A moment later, you'll see her uttering the same quote in Hindi — with her lips moving, as if she actually spoke that language.
"Communicating effectively across language barriers has always been a major aspiration for humans all over the world," Prajwal K.R., a graduate student in computer science at the International Institute of Information Technology in Hyderabad, India, explains via email. He's the lead author of the paper, along with his colleague Rudrabha Mukhopadhyay.
"Today, the internet is filled with talking face videos: YouTube (300 hours uploaded per day), online lectures, video conferencing, movies, TV shows and so on," Prajwal, who goes by his given name, writes. "Current translation systems can only generate a translated speech output or textual subtitles for such video content. They do not handle the visual component. As a result, the translated speech when overlaid on the video, the lip movements would be out of sync with the audio.
"Thus, we build upon the speech-to-speech translation systems and propose a pipeline that can take a video of a person speaking in a source language and output a video of the same speaker speaking in a target language such that the voice style and lip movements matches the target language speech," Prajwal says. "By doing so, the translation system becomes holistic, and as shown by our human evaluations in this paper, significantly improves the user experience in creating and consuming translated audio-visual content."
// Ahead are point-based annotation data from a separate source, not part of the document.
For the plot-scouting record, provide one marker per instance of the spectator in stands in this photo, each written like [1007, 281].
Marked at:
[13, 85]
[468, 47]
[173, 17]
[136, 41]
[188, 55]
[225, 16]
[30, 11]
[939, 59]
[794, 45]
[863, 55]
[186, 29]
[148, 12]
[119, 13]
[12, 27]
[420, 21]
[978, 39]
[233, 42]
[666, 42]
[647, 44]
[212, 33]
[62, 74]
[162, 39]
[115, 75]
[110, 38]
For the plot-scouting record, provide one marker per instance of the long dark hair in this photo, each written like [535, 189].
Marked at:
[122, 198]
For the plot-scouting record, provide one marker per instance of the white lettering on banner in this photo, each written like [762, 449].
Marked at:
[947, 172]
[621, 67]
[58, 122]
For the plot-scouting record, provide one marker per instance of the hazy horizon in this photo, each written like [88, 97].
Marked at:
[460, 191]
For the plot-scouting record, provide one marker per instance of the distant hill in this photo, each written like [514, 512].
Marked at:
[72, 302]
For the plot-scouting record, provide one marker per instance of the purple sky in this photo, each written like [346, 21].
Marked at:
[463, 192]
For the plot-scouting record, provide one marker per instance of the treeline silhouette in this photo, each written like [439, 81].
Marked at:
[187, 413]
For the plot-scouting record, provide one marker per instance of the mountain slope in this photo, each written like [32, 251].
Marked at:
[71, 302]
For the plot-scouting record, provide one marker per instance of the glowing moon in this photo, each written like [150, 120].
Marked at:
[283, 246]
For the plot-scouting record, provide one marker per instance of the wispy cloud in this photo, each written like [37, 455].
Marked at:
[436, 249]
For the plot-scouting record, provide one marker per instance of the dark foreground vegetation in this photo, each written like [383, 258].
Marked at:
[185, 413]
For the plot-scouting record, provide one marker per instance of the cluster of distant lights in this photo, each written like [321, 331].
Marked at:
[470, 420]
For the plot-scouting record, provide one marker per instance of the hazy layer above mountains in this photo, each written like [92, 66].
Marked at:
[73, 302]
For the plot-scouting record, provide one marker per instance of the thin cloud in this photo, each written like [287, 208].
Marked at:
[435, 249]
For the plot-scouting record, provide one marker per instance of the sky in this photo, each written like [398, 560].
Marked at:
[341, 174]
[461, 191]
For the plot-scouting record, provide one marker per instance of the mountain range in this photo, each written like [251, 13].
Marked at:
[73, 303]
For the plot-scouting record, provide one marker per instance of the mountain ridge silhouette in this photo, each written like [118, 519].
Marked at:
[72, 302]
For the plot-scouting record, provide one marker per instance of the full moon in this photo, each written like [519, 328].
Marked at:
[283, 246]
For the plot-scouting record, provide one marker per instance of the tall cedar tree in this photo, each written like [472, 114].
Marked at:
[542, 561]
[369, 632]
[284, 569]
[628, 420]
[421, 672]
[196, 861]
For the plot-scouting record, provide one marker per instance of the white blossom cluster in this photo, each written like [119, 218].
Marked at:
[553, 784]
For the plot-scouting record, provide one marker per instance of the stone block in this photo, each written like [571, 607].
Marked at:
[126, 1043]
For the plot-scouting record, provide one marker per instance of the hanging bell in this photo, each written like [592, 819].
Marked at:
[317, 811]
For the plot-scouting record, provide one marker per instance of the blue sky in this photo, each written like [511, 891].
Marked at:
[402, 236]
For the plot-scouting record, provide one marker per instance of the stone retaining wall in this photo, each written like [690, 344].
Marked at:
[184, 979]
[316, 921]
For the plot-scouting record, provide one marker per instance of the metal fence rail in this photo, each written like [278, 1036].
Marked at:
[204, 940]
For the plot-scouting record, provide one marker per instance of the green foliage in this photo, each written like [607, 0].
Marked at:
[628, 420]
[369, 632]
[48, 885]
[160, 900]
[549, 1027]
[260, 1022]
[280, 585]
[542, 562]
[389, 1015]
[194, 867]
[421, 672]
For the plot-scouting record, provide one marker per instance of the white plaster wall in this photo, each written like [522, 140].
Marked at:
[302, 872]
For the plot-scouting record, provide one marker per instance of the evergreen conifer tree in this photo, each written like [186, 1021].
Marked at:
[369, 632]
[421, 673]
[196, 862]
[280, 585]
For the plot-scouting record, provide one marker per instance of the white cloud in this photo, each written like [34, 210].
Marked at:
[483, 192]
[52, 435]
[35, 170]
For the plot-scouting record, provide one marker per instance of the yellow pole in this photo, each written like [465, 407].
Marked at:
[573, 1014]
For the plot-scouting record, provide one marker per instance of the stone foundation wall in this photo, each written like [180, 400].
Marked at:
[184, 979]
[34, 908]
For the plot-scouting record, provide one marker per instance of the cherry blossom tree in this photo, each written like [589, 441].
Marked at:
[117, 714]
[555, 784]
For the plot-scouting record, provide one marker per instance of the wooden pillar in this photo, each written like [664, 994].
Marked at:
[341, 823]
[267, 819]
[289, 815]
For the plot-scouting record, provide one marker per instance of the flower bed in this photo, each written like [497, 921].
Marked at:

Face-to-Face Translation requires a number of complex feats. "Given a video of a person speaking, we have two major information streams to translate: the visual and the speech information," he explains. They accomplish this in several major steps. "The system first transcribes the sentences in the speech using automatic speech recognition (ASR). This is the same technology that is used in voice assistants (Google Assistant, for example) in mobile devices." Next, the transcribed sentences are translated to the desired language using Neural Machine Translation models, and then the translation is converted to spoken words with a text-to-speech synthesizer — the same technology that digital assistants use.
Finally, a technology called LipGAN corrects the lip movements in the original video to match the translated speech.
"Thus, we get a fully translated video with lip synchronization as well," Prajwal explains.
"LipGAN is the key novel contribution of our paper. This is what brings the visual modality into the picture. It is most important as it corrects the lip synchronization in the final video, which significantly improves the user experience."